Bravo! It correctly reverses the arguments.

Trough of Disillusionment

Carry on again

Now we encounter the first oddity. ChatGPT hallucinates a table that doesn’t exist.

Hallucination

Tables

  • SET_RecordIds_0420
  • SET_RecordIds_0520
  • SET_RecordIds_0620
  • SET_RecordIds_0720
  • SET_RecordIds_0820
  • SET_RecordIds_0920

exist but SET_RecordIds_1020 is totally fictitious. Yeah, the names of these tables are not great but - hey! - this is the real world, right? Things aren’t perfect.

OK, let’s just delete references to SET_RecordIds_1020 and move on.

Carry on again

The next issue is downright annoying. It says Replace 'some_table' with the actual source table. Huh? It’s telling me to fill in its blanks!

Do my work for me

I’ve given it all the information it needs. Why can’t it finish the job?

Slope of Enlightenment

Instead, I need to decipher about 200 lines of code it’s written and try to make it work since we’re nowhere near finished. And I’m not filled with confidence that it can see this task to the bitter end.

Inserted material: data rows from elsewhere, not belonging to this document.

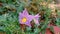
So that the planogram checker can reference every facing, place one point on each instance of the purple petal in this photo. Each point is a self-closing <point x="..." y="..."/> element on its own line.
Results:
<point x="36" y="17"/>
<point x="25" y="12"/>
<point x="28" y="23"/>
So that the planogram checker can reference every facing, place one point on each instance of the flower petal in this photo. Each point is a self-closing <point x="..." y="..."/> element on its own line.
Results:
<point x="25" y="12"/>
<point x="36" y="17"/>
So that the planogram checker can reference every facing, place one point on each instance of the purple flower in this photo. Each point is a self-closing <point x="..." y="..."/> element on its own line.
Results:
<point x="25" y="18"/>
<point x="36" y="19"/>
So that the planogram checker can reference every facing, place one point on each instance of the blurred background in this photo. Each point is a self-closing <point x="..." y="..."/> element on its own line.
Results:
<point x="49" y="10"/>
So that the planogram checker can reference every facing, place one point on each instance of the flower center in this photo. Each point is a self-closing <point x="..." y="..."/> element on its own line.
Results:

At this point, I think I’m better off doing the whole thing myself.

And this is the other problem with code generated by a machine: somebody needs to maintain that stuff.

Plateau of Productivity

ChatGPT is great for simple snippets - a better StackOverflow, perhaps. But is it going to revolutionise computer coding any time soon? Well, there is an adage in software engineering that states:

The first 90 percent of the code accounts for the first 90 percent of the development time. The remaining 10 percent of the code accounts for the other 90 percent of the development time.

These initial results are promising but engineers won’t be out of a job any time soon.